If you’ve been lately paying attention to the fintech scene and its evolving trends, you might have already noticed a wind of change, fostering a culture of gender equality and diversity.

But where does it come from? How does fintech as an industry support women who aspire to a leadership role in an environment which looks like a sector founded for men, run by men? Why is it important that companies put more effort into bringing more diversity onboard? What role will fintech and the financial services industry play in making women part of the gender equation?

“The number of CEOs named ‘John’ is higher than the number of female CEOs overall”

– panellist quote during the 2015 Innovate Finance Global Summit included in McKinsey`s “Power Women in FinTech Index: Bridging the Gender Gap” whitepaper –

In recent years, the debate about the lack of women – and leadership opportunities – in this sector has got more and more traction and for a good reason. We keep hearing thought leaders and experts talk about fintech and its potential to disrupt the whole financial services industry and beyond. But truth be told, beyond all the technological potential and the innovation, the industry still scores low on gender diversity and inclusion. After all, we are talking about a sector which has been driven by technology (IT) and finance  – traditionally male-dominated domains.

All these aspects have got people sitting up and taking note. And to avoid the implicit (gender) bias that might be attributed to the author of this blog post, let’s take a short look at the numbers:

  • in the UK fintech space, women represent 29% of the workforce, despite 47% of the workforce overall being female. Furthermore, only 17% of women hold leadership positions (source: a 2017 study by EY and Innovate Finance);
  • the percentage of women executives in fintech is only 8% worldwide, as compared with 22% in the major banks;
  • looking at the companies listed for the Fintech50, out of 124 founders only 6 are women;
  • women account for just 15% of all listed inventors behind 9 million patent applications across 182 countries;
  • only 54% of women have access to senior level mentors;
  • just about 20% of medium and large firm managers worldwide and only 2% of bank CEOs are women. Interesting findings, given the fact that women account for half of the consumer base all the fintech products and services aim to reach.

No wonder why fintech has come under criticism for having a gender problem …

However, as gender-unbalanced as it may be, business is business. The reasons for the inherent lack of equality are various and do not constitute the topic of the present blog post. And to quote one of the most frequently used industry-specific lines: there is no silver bullet solution to this problem. So what do women do in order to change the bleak picture? Simple: they adopt a pro-active approach.

Key initiatives to keep an eye on

In recent years, industry-specific networking communities and organizations including Girls Who Code, Women in Payments, Women in Network Electronic Transaction and Women in Technology International have invested efforts in providing opportunities for women to share their experiences and connect with others, thus breaking the image of payments as a realm of male domination. And this is where the strongest echoes come from:

  • The European Women Payments Network (EWPN)
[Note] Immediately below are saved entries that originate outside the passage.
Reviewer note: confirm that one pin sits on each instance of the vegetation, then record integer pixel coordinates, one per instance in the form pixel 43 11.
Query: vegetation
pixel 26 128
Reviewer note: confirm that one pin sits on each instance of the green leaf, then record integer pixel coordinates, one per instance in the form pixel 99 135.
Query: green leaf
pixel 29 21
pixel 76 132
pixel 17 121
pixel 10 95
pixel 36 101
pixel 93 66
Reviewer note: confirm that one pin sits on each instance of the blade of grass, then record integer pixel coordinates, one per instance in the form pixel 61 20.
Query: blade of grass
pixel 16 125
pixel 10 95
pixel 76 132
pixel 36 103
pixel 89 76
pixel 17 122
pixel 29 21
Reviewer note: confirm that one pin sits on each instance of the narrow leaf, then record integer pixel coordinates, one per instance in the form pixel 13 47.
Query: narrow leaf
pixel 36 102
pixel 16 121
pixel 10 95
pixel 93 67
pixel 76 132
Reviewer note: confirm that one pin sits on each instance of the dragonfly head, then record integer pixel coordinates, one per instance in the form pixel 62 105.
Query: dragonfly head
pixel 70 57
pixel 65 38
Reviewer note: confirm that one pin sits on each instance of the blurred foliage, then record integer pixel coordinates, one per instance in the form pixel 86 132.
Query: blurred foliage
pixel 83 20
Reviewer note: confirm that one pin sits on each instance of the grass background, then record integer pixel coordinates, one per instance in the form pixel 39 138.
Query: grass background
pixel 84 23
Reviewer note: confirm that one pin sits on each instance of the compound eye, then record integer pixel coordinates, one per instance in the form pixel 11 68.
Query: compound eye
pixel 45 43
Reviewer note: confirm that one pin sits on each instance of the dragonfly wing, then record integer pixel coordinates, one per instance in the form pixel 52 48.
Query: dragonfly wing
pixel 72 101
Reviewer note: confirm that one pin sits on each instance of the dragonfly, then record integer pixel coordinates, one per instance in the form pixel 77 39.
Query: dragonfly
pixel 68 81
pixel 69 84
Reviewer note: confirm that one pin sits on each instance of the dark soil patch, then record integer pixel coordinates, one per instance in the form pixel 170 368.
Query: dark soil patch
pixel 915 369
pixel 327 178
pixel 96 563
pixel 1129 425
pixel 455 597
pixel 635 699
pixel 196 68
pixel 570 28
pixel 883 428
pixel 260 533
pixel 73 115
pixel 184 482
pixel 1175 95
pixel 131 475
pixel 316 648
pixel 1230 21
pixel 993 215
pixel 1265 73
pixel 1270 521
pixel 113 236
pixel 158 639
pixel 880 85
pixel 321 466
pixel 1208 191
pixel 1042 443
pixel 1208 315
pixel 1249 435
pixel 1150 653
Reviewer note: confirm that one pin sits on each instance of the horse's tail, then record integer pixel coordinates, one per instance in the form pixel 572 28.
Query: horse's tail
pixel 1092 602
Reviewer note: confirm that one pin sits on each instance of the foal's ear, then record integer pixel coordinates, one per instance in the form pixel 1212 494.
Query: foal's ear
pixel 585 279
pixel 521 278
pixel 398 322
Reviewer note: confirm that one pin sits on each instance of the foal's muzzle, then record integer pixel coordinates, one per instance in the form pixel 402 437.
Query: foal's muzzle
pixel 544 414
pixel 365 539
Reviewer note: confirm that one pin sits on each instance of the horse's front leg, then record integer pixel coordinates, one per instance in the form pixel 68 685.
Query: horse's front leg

EWPN is a Pan-European network dedicated to bringing together women from EU/EEA member states, working in cards, fintech & payments. The community’s main objective is to create a professional and safe environment that encourages communication, trust, mentorship, leadership programmes, networking events and workshops.

EWPN is directly advocating for a more diverse and inclusive industry. More about the purpose and role of this network in the video below (video credits go to Vincent Everts):

And thank you Martha Mghendi-Fisher, EWPN & African Women in Fintech & Payments (AWFP), for sharing your thoughts below with our readers:

”The responsibility of fixing the issues in this industry is with everyone, not just management and senior executives. There are no better people than those working in the industry to suggest, find and implement solutions to fix these issues. They know the industry’s inside out, hence they are much better placed to offer tangible solutions. But we have to move away from just talking about the issues and start presenting solutions once and for all. The industry has no option than to follow suit and become more diverse. It’s no longer an option for them. If they don’t, then women, minorities and those underrepresented will build companies that cater for their needs. No demographic should be made to feel like beggars. We, at EWPN, hope to continue providing the platform for dialogues that will provide tangible solutions. We are very open to working, partnering and collaborating with organisations that can walk the talk and not view diversity as just another checklist item.”

  • The Rise Up program at Money 2020

In the light of the recent speeches delivered on the Money 2020 Las Vegas stage by key female industry leaders, Rise Up – a new accelerator program that helps ambitious women rise up within the financial services world is also worth mentioning. Here you can find an interview with Tracey Davies, Money 2020 President on the program mission and objectives.

Mind the gap! Does fintech have what it takes to close it?

Just like any new (or old)  kid on the tech block, fintech has an opportunity to show the entire industry its shortcomings and foster women empowerment. However, it is not the perfect solution for the gender gap in financial inclusion, since true equality will require change at so many levels.

Most importantly, it is great to see that efforts are certainly made in the right direction, that will help increase gender diversity in fintech today and tomorrow. A diversity which remains king (or, better said, queen), an essential ingredient to innovation.